Altra cosa rispetto al fannullonismo brunettiano…
De Rita Certo, la mia polemica con Brunetta è proprio su questo. La scarsa affezione al lavoro nasce da questo. Le nostre istituzioni sono nate per unificare l’Italia. Finita questa mission, esaurita la spinta risorgimentale, non siamo riusciti a sostituirla con un’altra. È così che si crea quel vuoto, il “regno inerme” appunto.
Alla crisi della politica è strettamente collegato il tema della crisi dei partiti. Una crisi che spazia dal partito “marketing” berlusconiano all’assenza di identità del Pd. L’impressione è che la difficoltà dei partiti e dei corpi intermedi essenziali per una compiuta democrazia sia un po’ l’effetto e insieme la causa della cattiva politica che ci tocca. Come se ne esce da questa contraddizione?
De Rita La funzione del corpo intermedio è quella di realizzare connessioni tra dimensione alta e bassa. Vale per i sindacati, per le associazioni padronali, per i partiti.

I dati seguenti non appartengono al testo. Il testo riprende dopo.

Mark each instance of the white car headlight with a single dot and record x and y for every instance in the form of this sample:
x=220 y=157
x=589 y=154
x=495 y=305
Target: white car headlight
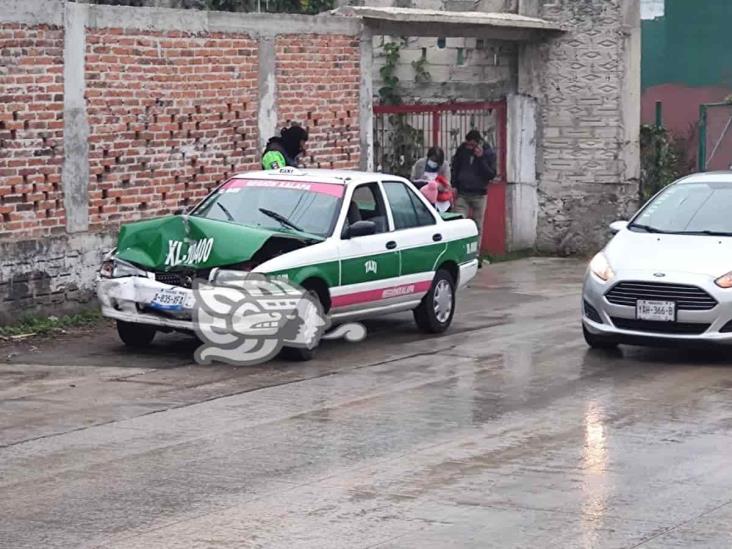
x=724 y=281
x=115 y=268
x=600 y=267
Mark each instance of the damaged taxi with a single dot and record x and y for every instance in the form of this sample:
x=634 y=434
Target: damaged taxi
x=366 y=244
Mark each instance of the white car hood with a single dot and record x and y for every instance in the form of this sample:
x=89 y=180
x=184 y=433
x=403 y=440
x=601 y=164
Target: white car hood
x=668 y=253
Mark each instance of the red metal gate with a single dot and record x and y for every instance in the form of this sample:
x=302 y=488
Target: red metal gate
x=403 y=133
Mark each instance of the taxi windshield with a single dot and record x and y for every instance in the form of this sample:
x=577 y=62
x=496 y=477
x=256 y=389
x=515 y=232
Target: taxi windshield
x=276 y=205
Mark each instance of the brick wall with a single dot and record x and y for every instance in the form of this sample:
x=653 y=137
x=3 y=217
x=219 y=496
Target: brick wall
x=318 y=87
x=172 y=100
x=170 y=116
x=31 y=130
x=460 y=69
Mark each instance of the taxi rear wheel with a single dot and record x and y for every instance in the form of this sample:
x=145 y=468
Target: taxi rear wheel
x=435 y=312
x=135 y=335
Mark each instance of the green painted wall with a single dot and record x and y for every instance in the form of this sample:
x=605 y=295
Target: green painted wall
x=691 y=44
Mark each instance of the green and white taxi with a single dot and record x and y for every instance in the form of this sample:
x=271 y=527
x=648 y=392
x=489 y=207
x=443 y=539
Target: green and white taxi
x=366 y=244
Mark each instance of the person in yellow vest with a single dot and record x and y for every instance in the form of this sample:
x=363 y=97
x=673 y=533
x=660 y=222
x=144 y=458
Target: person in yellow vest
x=284 y=150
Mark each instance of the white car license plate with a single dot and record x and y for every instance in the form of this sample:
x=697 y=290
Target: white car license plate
x=659 y=311
x=170 y=299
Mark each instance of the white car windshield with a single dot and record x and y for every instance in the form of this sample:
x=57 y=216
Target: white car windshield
x=689 y=208
x=277 y=205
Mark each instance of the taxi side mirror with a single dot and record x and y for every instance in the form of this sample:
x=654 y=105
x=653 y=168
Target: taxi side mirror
x=360 y=228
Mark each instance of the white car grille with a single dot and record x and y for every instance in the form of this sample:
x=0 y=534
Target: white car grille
x=687 y=298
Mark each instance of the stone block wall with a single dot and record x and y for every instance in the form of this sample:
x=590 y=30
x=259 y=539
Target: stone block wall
x=114 y=114
x=587 y=85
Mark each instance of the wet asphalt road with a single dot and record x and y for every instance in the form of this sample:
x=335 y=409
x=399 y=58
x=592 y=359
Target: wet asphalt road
x=506 y=432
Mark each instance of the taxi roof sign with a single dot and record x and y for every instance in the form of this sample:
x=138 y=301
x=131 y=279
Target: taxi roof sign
x=289 y=170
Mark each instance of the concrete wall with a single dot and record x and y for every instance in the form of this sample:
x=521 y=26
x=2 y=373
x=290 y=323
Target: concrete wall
x=463 y=69
x=112 y=114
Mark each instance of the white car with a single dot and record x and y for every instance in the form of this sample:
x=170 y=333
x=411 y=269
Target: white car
x=666 y=275
x=365 y=243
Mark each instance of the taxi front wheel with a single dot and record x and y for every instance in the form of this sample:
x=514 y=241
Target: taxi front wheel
x=434 y=314
x=135 y=335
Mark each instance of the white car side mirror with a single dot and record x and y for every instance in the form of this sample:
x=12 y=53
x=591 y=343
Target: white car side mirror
x=618 y=226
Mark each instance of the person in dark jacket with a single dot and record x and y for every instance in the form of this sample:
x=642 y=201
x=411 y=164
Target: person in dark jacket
x=473 y=168
x=284 y=150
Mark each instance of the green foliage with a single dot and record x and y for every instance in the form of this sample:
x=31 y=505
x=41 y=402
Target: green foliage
x=662 y=160
x=38 y=325
x=405 y=143
x=389 y=92
x=421 y=75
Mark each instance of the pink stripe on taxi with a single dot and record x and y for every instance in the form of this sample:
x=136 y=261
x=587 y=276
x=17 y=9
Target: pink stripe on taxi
x=321 y=188
x=381 y=293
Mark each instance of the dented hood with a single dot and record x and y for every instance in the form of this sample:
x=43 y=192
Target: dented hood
x=186 y=241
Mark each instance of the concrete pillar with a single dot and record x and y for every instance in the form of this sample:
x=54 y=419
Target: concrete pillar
x=267 y=119
x=522 y=199
x=366 y=101
x=75 y=172
x=631 y=90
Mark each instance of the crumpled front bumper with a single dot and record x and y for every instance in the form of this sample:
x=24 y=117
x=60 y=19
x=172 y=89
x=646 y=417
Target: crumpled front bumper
x=127 y=299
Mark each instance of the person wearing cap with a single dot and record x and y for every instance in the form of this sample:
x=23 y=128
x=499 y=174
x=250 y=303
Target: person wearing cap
x=473 y=168
x=284 y=150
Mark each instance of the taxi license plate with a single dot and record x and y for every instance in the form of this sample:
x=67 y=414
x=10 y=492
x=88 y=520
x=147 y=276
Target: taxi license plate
x=658 y=311
x=169 y=299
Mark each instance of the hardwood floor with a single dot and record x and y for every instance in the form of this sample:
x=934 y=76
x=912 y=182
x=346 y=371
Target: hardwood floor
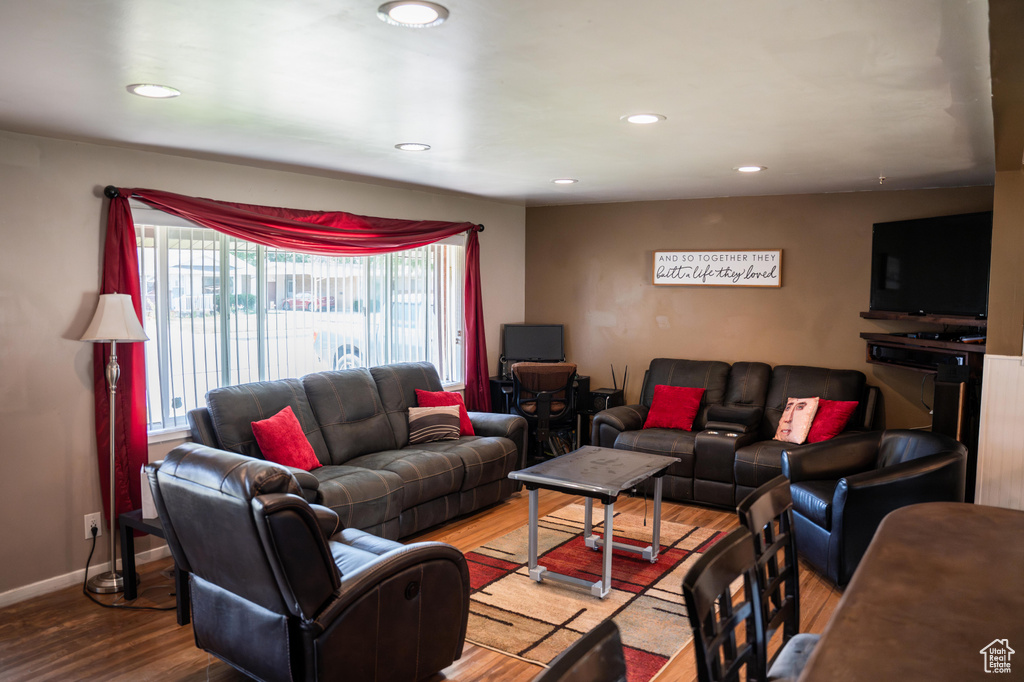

Solo che a un certo punto questi soggetti hanno pensato che andare verso l’alto conta paradossalmente sempre di meno e quindi si sono indirizzati verso il basso, verso il territorio. La partecipazione alla discussione politica, l’andare verso l’alto, è diventato fatto d’opinione. I leader dei sindacati, degli industriali, dei partiti sono ormai grandi e ascoltati opinionisti ma non fanno quasi più rappresentanza di interessi; contemporaneamente, i dirigenti e quadri intermedi vanno verso il territorio. Non è un caso che il partito che finora è meglio riuscito a difendersi è la Lega Nord, che altro non è che un sindacato di territorio. A parte qualche idea di secessione o il federalismo, non ha nessuna visione, né cultura filosofica o politica. Tra i sindacati, la Cisl da anni lavora sul territorio e la dimensione verticale delle filiere merceologiche è progressivamente sfumata nella sua struttura. Fa la stessa cosa che, sul piano politico, fa la Lega. Il risultato è che i corpi intermedi sono sempre più affetti da questa zoppia: non si resta più, appunto, intermedi ma si diventa territoriali; non si guarda più verso l’alto, ma verso il basso, dove ci sono gli interessi e il consenso.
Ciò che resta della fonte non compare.